One thing that we already knew before coming here was that our departure from the European Union would change how we do business, how our country functions, and how we ensure that chemical regulation in the UK is going to be fit for purpose in the years ahead. Although this may seem like a niche issue, it has been clearly articulated that chemical regulation is going to have a wide impact on the UK as a whole, so we must take that on board and make sure we deal with it carefully. We on the Opposition Benches echo the concerns of the chemical industry and the Royal Society of Chemistry. On this and many other issues, we ask the Government to be wise and careful when it comes to diverging from the standards and regulations that consumers, industry and our global partners have come to expect here in the United Kingdom.
As we have heard, chemicals manufacturing supply chains are well established, with materials often crossing the channel several times for some of the most complex products. Even the most minimal tariffs that would apply if the Government crash us out with no deal, combined with the requirement to respond to separate regulatory regimes and the need for documents to precede foods at borders, would have a negative impact on future manufacturing supply chains and strategies in the UK.
The Government are starting their approach to the coming months from the negotiating position that there will be no dynamic alignment with EU regulations in a new UK-EU trade deal, and have indicated that divergence will feature heavily. I am particularly concerned that the Government have not indicated an intention to seek close co-operation with the European Chemicals Agency. Regulatory divergence has the real potential to severely impact the quality and strength of public health and environmental protections. We should be levelling up, not cutting ties.
As the Royal Society of Chemistry and others have said, it is important for the Government to be conscious of divergent sources of data. Harmful divergence could occur if the evidence base is not harmonised, so a new and binding legal agreement is needed in order to continue sharing commercially sensitive data between authorities in the UK and the European Chemicals Agency.
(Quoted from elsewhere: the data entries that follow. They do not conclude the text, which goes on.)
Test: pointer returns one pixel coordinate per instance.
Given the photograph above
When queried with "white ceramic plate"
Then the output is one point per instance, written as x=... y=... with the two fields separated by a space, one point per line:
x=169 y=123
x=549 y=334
I reiterate to the Minister and to Members on the Government Benches that hurried divergence, done in order to pretend to the British people that everything will be done and dusted by the end of 2020, will be dangerous and reckless. If all we see are quick, short-term economic international trade wins or speedily rolled-out innovations, the people out there will know what the Government are up to. I do not want lowered environmental protections or a risk to public health in Banbury, in Newport West, or in any other part of our United Kingdom.
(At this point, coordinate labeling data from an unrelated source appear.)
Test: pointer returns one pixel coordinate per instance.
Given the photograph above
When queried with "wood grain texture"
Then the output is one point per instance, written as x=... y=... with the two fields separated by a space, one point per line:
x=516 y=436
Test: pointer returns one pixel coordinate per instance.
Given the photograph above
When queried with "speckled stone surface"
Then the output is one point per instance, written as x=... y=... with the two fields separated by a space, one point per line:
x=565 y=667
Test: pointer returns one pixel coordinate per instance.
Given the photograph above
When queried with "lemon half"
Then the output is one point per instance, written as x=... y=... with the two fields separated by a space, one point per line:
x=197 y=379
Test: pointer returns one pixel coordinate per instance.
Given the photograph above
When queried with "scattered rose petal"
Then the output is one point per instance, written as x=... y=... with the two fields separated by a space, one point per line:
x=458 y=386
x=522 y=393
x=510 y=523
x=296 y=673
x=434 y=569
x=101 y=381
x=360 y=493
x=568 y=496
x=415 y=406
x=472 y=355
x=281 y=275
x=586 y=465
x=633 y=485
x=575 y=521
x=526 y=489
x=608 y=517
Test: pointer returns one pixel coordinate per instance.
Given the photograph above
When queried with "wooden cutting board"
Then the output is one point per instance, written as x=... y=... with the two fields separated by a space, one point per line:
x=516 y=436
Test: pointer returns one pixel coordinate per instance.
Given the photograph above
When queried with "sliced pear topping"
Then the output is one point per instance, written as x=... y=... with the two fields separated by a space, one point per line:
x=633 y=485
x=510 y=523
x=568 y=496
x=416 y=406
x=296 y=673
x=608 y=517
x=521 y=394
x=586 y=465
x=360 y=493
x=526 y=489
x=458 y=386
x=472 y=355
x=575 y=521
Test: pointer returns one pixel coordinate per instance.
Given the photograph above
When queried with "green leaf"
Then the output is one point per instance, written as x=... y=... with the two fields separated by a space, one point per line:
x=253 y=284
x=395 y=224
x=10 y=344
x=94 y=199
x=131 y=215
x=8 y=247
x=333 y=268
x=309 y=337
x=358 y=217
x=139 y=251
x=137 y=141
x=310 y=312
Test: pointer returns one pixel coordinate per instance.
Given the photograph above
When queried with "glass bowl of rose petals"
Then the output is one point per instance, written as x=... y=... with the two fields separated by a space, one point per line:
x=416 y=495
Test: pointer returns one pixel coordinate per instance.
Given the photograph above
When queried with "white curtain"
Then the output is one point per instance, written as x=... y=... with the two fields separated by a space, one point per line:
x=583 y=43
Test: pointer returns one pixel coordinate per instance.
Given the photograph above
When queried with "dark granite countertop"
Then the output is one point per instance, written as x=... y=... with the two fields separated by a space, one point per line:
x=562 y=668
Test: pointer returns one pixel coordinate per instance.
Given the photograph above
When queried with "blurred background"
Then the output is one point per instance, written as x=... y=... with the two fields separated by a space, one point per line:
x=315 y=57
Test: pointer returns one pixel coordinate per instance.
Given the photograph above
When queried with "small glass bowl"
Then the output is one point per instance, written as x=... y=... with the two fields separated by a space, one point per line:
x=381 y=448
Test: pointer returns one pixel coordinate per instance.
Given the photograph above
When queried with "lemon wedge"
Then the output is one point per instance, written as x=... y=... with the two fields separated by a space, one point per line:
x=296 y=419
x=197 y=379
I share the concerns of my colleagues on the Opposition Benches, particularly my hon. Friends the Members for Sefton Central, for Stockton North (Alex Cunningham) and for Stretford and Urmston (Kate Green), as well as those of Dave Doogan —it is a shame that his constituency does not also begin with an “S”; that would have been much more alliterative—about the economic impact on British industry if divergence leads to negative consequences for our ability to trade products with the European Union.
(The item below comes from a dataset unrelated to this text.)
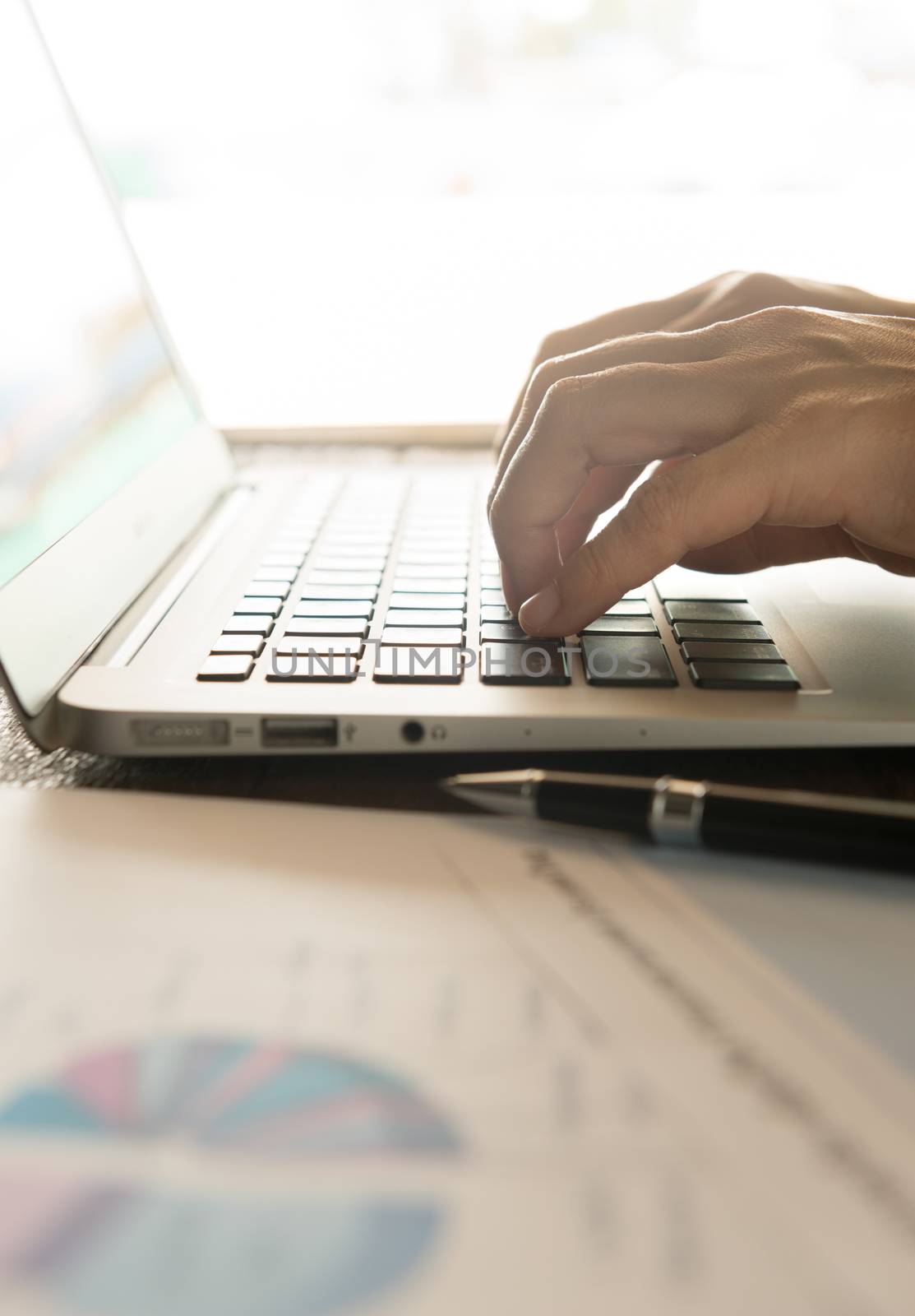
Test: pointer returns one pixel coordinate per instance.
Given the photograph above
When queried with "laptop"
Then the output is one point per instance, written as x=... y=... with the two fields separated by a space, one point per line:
x=157 y=596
The Government also need to be careful about what their approach means for business and industry, because they could land up doubling the burden on business and industry through masses of extra regulation. For example, the REACH regulation refers to the EU regulations on chemicals, as has been clearly articulated by all Members who have spoken this afternoon. The extra cost to UK businesses of duplicating EU REACH in the United Kingdom after the transition period is estimated by the Chemical Industries Association to be in excess of £1 billion, without any environmental benefit and potentially forcing duplicate testing. We call on the Government to do all they can to avoid that sort of duplication and deliver the essential solutions required to grow the environmental, social and economic performance of our country.
I pay tribute to the Chemical Industries Association for its work on this issue. It has made clear that securing a deal with the European Union that guarantees tariff-free trade, regulatory alignment and access to skilled people continues to be of critical importance for the chemical industry, which will rely on our future relationship being as frictionless as possible.
I hope the Minister will address many of the concerns highlighted today, particularly about the willingness to inflict damage on our industries through a policy of divergence. I thank my hon. Friend the Member for Sefton Central for having brought this issue before the House, and look forward to working with him and the sector on this important issue in the weeks and months ahead.